PEREZ: My Stilett"O" sculptures are an extension of the kind of furniture I like to create; sexy mixed with a bit of drama and exquisite materials. That's why in my heels you will find many of the same techniques and processes that I use while creating furniture. Hand-carving, laminated veneers and metal work, for instance.

I'm a self-taught woodworker, and I guess you would say I'm a self-taught fashion designer as well. The inspiration for my furniture designs comes from many different fields including nature, architecture and art, so the transition from woodworking to fashion design is not a hard one for me. I create sculptures to excite emotions and change your environment, whether you dine on my work or you wear my work, it's all art to me and I approach the design process in much the same way.

RH: Who are some of your favorite fashion designers and why?

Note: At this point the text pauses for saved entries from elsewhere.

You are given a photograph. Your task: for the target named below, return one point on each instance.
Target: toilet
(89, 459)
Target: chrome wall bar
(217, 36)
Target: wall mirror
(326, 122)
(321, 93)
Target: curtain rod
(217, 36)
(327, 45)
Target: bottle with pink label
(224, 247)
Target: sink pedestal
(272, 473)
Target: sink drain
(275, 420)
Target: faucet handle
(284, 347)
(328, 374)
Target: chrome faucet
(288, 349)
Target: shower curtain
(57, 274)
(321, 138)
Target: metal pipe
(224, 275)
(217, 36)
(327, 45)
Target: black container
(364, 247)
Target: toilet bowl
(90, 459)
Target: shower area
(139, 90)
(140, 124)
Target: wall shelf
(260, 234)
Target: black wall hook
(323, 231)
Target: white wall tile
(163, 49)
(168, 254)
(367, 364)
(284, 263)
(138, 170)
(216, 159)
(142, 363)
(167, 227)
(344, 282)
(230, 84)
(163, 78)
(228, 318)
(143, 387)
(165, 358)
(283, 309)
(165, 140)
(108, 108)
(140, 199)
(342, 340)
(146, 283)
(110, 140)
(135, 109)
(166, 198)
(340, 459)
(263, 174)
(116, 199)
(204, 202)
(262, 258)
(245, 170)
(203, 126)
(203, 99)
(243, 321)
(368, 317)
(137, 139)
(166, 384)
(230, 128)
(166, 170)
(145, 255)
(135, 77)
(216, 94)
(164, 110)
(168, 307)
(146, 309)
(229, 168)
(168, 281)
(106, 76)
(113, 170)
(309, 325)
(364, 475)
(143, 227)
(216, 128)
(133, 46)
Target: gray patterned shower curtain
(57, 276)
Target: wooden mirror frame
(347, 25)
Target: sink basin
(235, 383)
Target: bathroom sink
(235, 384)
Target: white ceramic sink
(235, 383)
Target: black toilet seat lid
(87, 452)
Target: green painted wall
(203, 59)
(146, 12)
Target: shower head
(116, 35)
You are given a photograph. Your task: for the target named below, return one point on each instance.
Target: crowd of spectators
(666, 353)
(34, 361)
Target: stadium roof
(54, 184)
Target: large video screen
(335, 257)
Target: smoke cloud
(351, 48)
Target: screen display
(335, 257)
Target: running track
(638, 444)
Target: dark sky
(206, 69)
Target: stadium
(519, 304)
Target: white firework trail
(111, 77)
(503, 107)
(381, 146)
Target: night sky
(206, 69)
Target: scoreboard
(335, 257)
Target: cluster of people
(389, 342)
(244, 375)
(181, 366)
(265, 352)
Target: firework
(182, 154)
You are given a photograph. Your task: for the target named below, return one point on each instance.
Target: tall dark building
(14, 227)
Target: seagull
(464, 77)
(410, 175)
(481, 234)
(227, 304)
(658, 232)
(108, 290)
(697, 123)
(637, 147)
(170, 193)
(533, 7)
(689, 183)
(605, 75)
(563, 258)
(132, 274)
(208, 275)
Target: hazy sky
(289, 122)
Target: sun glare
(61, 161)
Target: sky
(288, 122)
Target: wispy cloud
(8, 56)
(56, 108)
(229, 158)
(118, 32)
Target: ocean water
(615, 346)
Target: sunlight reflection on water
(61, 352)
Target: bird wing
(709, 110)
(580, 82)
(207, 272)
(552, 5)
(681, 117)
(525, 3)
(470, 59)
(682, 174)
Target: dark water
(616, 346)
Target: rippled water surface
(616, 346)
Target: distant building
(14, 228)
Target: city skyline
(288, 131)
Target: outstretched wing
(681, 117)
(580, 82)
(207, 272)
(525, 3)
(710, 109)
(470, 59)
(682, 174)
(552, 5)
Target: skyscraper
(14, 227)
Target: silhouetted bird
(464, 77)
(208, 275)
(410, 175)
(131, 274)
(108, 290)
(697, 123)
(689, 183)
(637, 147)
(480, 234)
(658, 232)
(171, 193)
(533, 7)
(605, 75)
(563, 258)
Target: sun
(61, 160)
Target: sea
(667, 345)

PEREZ: I take creative cues from many different fashion icons as well as up and coming designers. Tom Ford's sophisticated elegance is probably at the top of my list. His genius is how he takes a simple, timeless garment -- a man's suit, perhaps -- and with somewhat minimal detail, changes it into a fresh and modern silhouette. At the other end of the spectrum is Alexander McQueen, who's over-the-top color and energy really charge your mental batteries. Other designers on my list, like Paulina Bojᅢᄈr or Valentim Quaresma, create wearable sculpture that has no boundaries.

RH: What was your vision when you made your first pair? Wearable art, or more for fun?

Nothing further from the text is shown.